Davalı Cevabının Özeti:
Davalı ... vekili, davanın reddine karar verilmesini savunmuştur.
Davalı ... vekili , müvekkili şirketin kendisine iş ihale eden şirketin üst işvereni olmadığını, davacının iddialarının hayatın olağan akışına aykırı olduğunu ve iyi niyet dürüstlük kurallarıyla bağdaşmadığını beyanla davanın reddine karar verilmesini savunmuştur.
Mahkeme Kararının Özeti:
Mahkemece toplanan deliller ve bilirkişi raporuna dayanılarak davanın kısmen kabulüne karar verilmiştir.
Temyiz:
Kararı davalı ... vekili temyiz etmiştir.
Gerekçe:
1-Dosyadaki yazılara toplanan delillerle kararın dayandığı kanuni gerektirici sebeplere göre, davalı Gediz ... vekilinin aşağıdaki bentlerin kapsamı dışında kalan temyiz itirazları yerinde değildir.
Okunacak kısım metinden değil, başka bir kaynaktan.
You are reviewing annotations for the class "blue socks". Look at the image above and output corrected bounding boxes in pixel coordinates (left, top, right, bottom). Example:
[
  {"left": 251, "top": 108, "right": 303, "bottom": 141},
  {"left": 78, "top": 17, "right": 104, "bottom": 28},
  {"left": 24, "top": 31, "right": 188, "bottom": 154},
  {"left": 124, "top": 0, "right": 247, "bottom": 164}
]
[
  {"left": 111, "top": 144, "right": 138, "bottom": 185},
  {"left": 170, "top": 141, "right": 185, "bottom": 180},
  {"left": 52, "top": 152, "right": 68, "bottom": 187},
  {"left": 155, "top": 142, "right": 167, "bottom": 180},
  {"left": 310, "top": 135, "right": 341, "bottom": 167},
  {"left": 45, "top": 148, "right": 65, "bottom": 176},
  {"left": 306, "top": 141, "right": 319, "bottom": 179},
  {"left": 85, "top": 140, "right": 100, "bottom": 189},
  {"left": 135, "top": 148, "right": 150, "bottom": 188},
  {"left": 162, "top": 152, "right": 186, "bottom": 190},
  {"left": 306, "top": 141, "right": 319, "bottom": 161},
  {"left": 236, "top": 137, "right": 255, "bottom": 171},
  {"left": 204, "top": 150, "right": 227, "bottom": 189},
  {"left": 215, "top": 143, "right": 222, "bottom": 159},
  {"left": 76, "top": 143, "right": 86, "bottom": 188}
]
2-Davacı işçinin fazla çalışma ücretine hak kazanıp kazanmadığı hususu taraflar arasında uyuşmazlık konusudur.
Fazla çalışma yaptığını iddia eden işçi bu iddiasını ispatla yükümlüdür. İşçinin imzasını taşıyan bordro sahteliği ispat edilinceye kadar kesin delil niteliğindedir. Bir başka anlatımla bordronun sahteliği ileri sürülüp ispatlanmadıkça, imzalı bordroda görünen fazla çalışma alacağının ödendiği varsayılır.
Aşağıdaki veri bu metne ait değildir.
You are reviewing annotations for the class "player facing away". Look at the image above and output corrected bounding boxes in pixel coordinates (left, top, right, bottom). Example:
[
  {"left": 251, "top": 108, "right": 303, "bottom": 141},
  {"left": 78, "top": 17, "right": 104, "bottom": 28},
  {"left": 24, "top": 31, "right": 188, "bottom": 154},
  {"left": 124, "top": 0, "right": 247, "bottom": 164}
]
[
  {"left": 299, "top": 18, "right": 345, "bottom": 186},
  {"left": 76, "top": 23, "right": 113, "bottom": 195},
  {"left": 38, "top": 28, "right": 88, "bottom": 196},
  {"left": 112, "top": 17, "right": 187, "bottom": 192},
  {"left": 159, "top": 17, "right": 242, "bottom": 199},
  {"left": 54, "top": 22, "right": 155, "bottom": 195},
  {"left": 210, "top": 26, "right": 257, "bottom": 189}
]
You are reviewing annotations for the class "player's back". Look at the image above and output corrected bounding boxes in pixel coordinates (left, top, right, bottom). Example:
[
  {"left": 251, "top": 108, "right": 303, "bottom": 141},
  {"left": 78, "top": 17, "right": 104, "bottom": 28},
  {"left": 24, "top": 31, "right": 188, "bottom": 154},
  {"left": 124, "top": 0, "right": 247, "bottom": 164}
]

Fazla çalışmanın ispatı konusunda iş yeri kayıtları, özellikle işyerine giriş çıkışı gösteren belgeler, iş yeri iç yazışmaları, delil niteliğindedir. Ancak, fazla çalışmanın bu tür yazılı belgelerle ispatlanamaması durumunda tarafların dinletmiş oldukları şahit beyanları ile sonuca gidilmesi gerekir. Bunun dışında herkesçe bilinen genel bazı vakıalar da bu noktada gözönüne alınabilir. İşçinin fiilen yaptığı işin niteliği ve yoğunluğuna göre de fazla çalışma olup olmadığı araştırılmalıdır.
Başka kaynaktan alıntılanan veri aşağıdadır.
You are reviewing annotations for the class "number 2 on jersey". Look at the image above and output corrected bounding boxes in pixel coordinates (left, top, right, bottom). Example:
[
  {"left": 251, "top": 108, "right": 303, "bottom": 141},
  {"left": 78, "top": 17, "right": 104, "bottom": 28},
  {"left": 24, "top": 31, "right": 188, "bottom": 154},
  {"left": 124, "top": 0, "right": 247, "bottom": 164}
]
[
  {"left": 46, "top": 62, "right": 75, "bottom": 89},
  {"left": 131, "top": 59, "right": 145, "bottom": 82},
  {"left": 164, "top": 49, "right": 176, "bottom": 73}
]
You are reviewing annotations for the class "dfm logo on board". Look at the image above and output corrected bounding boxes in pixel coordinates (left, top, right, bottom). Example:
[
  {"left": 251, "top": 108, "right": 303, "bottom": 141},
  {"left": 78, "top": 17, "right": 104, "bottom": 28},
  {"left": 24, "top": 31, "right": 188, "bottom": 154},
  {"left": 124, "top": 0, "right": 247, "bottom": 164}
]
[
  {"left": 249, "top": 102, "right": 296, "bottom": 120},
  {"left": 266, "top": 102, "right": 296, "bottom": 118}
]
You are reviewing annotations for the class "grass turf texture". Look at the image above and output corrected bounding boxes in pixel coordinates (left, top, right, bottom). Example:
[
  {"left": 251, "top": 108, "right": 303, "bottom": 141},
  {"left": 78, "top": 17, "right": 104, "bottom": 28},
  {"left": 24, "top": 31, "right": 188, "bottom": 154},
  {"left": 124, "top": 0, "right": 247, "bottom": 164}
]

İmzalı ücret bordrolarında fazla çalışma ücreti ödendiği anlaşılıyorsa, işçi tarafından gerçekte daha fazla çalışma yaptığının ileri sürülmesi mümkün değildir. Ancak, işçinin fazla çalışma alacağının daha fazla olduğu yönündeki ihtirazi kaydının bulunması halinde, bordroda görünenden daha fazla çalışmanın ispatı her türlü delille söz konusu olabilir. Buna karşın, bordroların imzalı ve ihtirazi kayıtsız olması durumunda dahi, işçinin geçerli bir yazılı belge ile bordroda yazılı olandan daha fazla çalışmayı yazılı delille ispatlaması gerekir.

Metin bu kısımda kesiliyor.